LC–MS/MS analysis was performed on an Ultimate 3000 nano RSLC system connected to a QExactive HF mass spectrometer (both Thermo Fisher Scientific, Waltham, MA, USA). Peptide trapping for 5 min on an Acclaim Pep Map 100 column (2 cm × 75 µm, 3 µm) at 5 µl/min was followed by separation on an analytical Acclaim Pep Map RSLC nano column (50 cm × 75 µm, 2 µm). Mobile phase gradient elution of eluent A (0.1% (v/v) formic acid in water) mixed with eluent B (0.1% (v/v) formic acid in 90/10 acetonitrile/water) was performed as follows: 0–5 min at 4% B, 30 min at 7% B, 60 min at 10% B, 100 min at 15% B, 140 min at 25% B, 180 min at 45% B, 200 min at 65% B, 210–215 min at 96% B, 215.1–240 min at 4% B.

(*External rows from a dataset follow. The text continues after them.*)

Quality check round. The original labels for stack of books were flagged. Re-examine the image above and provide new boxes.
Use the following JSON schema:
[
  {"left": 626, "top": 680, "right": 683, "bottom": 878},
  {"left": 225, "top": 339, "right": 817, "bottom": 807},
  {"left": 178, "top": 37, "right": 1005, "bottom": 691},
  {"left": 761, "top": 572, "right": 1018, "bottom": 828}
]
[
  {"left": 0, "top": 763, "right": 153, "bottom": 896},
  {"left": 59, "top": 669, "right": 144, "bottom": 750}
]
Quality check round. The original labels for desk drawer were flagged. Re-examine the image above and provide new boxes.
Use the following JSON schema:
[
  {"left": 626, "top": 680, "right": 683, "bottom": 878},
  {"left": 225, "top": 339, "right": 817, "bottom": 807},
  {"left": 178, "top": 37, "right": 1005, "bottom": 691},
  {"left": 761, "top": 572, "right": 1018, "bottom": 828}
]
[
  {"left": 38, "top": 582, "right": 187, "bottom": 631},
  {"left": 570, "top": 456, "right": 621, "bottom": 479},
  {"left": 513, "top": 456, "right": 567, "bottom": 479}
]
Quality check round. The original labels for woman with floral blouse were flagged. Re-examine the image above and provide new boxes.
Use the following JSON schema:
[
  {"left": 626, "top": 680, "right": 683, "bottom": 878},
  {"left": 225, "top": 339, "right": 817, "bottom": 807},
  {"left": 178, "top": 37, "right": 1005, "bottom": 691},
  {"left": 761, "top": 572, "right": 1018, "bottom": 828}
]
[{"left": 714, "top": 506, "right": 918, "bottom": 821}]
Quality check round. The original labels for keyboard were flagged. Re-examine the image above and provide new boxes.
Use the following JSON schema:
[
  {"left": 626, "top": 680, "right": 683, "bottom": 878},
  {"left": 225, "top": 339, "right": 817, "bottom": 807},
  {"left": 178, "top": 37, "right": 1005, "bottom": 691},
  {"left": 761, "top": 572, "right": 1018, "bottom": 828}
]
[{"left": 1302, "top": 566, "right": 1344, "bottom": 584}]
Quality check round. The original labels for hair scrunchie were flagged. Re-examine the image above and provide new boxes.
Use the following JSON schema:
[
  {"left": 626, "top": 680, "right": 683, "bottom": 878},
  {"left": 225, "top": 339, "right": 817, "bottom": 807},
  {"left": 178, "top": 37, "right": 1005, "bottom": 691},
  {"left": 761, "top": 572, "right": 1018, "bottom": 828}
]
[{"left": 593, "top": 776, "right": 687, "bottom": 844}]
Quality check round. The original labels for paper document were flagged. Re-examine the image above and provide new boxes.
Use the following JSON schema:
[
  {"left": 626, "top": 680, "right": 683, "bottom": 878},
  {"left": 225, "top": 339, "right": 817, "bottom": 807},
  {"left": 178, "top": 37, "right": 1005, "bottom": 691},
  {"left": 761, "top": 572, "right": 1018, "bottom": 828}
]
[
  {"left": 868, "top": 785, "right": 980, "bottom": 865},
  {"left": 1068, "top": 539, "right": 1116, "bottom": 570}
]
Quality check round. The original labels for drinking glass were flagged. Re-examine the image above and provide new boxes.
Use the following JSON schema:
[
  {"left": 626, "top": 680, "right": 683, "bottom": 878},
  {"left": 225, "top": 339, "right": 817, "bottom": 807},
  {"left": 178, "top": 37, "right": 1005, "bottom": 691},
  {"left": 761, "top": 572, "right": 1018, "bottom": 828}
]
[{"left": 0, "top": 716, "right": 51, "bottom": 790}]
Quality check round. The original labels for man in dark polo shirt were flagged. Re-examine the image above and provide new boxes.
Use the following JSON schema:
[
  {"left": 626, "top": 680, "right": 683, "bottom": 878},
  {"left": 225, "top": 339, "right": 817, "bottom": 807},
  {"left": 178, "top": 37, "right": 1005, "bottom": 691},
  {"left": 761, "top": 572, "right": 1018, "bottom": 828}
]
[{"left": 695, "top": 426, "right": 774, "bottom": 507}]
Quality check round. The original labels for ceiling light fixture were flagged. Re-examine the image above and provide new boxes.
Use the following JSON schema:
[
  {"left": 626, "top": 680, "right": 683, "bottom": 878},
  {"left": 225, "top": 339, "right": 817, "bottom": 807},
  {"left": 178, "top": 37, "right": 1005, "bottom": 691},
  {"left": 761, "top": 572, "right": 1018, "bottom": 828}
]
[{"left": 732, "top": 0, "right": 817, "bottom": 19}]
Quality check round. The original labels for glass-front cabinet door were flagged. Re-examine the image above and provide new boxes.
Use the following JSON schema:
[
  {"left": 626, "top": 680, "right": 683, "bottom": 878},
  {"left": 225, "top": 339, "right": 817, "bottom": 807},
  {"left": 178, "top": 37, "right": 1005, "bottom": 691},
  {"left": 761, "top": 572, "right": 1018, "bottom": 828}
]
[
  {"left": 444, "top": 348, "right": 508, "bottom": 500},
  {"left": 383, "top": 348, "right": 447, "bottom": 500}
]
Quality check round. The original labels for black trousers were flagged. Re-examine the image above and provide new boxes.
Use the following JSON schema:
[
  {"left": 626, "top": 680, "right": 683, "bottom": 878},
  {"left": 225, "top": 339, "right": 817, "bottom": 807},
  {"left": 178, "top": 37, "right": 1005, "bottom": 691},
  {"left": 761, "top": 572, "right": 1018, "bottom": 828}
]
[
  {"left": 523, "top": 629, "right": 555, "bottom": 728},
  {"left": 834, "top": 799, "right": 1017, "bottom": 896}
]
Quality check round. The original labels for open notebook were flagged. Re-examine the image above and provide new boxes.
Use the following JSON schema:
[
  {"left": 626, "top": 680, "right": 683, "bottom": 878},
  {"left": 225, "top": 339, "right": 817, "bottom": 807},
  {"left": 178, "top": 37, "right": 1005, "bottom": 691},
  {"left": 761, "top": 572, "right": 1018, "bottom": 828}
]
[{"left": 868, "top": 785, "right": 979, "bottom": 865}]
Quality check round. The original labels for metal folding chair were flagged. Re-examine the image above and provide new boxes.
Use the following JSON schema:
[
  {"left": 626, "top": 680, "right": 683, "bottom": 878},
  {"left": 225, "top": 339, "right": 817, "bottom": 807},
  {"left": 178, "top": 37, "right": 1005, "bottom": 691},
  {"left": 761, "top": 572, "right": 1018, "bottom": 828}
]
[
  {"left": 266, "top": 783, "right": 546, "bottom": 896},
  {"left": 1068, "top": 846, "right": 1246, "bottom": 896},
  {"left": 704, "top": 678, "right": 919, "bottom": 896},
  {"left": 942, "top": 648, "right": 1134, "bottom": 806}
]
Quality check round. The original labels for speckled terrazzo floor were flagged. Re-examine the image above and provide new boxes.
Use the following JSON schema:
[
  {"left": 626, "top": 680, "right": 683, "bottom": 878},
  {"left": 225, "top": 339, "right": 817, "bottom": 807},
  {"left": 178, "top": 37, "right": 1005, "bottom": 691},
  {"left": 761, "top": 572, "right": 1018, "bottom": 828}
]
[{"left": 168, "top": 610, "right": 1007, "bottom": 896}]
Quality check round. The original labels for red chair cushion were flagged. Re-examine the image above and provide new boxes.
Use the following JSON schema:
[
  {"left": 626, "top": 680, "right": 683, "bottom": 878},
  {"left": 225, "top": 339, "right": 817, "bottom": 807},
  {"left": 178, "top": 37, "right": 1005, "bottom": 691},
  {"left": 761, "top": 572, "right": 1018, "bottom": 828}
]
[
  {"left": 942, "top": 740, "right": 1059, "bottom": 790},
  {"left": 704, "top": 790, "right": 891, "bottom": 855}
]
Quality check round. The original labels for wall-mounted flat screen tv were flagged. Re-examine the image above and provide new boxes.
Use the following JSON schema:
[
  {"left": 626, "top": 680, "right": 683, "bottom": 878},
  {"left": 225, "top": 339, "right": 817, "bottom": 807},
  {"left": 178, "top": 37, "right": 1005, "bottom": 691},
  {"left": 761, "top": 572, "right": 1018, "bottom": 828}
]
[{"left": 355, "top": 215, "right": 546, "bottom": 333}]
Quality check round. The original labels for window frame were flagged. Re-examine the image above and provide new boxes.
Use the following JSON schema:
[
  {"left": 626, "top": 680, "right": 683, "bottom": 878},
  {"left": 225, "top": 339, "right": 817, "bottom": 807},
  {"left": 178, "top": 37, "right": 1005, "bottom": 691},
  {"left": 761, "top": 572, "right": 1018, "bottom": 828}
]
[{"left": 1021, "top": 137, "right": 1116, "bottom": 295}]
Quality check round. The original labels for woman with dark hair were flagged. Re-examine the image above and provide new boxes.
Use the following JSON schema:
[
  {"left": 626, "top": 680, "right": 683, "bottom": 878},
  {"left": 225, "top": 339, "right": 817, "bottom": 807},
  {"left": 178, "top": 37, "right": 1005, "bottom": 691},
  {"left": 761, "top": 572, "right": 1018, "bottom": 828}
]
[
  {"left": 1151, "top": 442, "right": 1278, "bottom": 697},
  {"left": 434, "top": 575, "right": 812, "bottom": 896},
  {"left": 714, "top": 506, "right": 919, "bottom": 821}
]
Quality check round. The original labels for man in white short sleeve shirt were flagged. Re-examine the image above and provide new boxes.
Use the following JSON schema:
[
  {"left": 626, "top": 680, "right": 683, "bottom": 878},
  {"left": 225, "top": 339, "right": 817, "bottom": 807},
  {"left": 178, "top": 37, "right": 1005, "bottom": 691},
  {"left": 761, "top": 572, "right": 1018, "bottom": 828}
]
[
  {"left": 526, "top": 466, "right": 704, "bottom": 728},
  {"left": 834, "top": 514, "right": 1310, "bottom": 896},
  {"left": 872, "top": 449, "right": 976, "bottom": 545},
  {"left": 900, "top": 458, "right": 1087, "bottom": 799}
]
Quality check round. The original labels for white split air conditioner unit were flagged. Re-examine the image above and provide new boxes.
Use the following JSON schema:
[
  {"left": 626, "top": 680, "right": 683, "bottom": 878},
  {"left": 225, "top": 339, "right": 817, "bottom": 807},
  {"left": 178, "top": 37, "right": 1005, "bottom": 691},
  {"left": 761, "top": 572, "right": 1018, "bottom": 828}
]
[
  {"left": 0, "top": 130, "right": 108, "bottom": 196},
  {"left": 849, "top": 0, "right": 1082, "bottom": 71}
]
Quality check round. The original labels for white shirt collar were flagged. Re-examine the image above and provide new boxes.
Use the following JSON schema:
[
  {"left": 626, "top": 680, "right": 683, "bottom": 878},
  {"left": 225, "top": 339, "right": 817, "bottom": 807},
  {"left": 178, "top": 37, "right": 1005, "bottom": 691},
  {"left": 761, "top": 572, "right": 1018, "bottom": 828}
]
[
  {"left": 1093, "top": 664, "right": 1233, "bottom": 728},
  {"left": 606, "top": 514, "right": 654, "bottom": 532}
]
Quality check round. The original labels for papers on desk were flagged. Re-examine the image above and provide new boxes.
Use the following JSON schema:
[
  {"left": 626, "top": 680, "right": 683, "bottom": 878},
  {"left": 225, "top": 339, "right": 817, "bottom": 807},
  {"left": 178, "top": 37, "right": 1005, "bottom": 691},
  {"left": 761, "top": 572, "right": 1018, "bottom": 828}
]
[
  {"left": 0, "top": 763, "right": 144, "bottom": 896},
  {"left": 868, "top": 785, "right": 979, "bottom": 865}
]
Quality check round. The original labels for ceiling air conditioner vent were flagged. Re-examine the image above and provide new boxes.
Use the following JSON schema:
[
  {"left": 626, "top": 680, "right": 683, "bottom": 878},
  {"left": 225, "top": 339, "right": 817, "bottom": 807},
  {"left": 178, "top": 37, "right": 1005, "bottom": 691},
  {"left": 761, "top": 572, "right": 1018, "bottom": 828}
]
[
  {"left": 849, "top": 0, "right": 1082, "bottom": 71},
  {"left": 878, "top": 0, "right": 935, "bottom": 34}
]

Positively charged ions were generated at a spray voltage of 2.2 kV using a stainless steel emitter attached to the Nanospray Flex Ion Source (Thermo Fisher Scientific). The quadrupole/orbitrap instrument was operated in Full MS/data-dependent MS2 (Top15) mode. Precursor ions were monitored at m/z 300–1500 at a resolution of 120,000 full width at half maximum (FWHM) using a maximum injection time (ITmax) of 120 ms and an automatic gain control (AGC) target of 3 × 106. Precursor ions with a charge state of z = 2–5 were filtered at an isolation width of m/z 1.6 amu for further HCD fragmentation at 30% normalized collision energy (NCE). MS2 ions were scanned at 15,000 FWHM (ITmax = 120 ms, AGC = 2 × 105) using a fixed first mass of m/z 120 amu. Dynamic exclusion of precursor ions was set to 30 s and the underfill ratio was set to 1.0%. The LC–MS/MS instrument was controlled by Chromeleon 7.2, QExactive HF Tune 2.8, and Xcalibur 4.0 software.

Protein database search

Tandem mass spectra were searched against the UniProt database of Candida albicans (; 2019/06/16) using Proteome Discoverer (PD) 2.2 (Thermo) and the algorithms of Mascot 2.4.1 (Matrix Science, UK), Sequest HT (version of PD2.2) and MS Amanda 2.0. Two missed cleavages were allowed for the tryptic digestion. The precursor mass tolerance was set to 10 ppm and the fragment mass tolerance was set to 0.02 Da. Modifications were defined as dynamic Met oxidation, and protein N-term acetylation as well as static Cys carbamidomethylation. A strict false discovery rate (FDR) < 1% (peptide and protein level) was required for positive protein hits. If only 1 peptide per protein has been identified the hit was accepted if the Mascot score was >30 or the MS Amanda score was >300 or the Sequest score was >4. The Percolator node of PD2.2 and a reverse decoy database were used for q-value validation of spectral matches. Only rank 1 proteins and peptides of the top-scored proteins were counted. Label-free protein quantification was based on the Minora algorithm of PD2.2 using a signal-to-noise ratio >5. Imputation of missing quan values was applied by setting the abundance to 75% of the lowest abundance identified for each sample.

Bioinformatic and statistical analysis of proteome data

Fold changes between sample groups and p-values were calculated using a two-sided t-test. The ratio-adjusted p-value was derived from the p-value divided by the log4 ratio. Webserver versions of SignalP69 and Phobius70 were used to predict potential signal peptides in sequences of all identified proteins.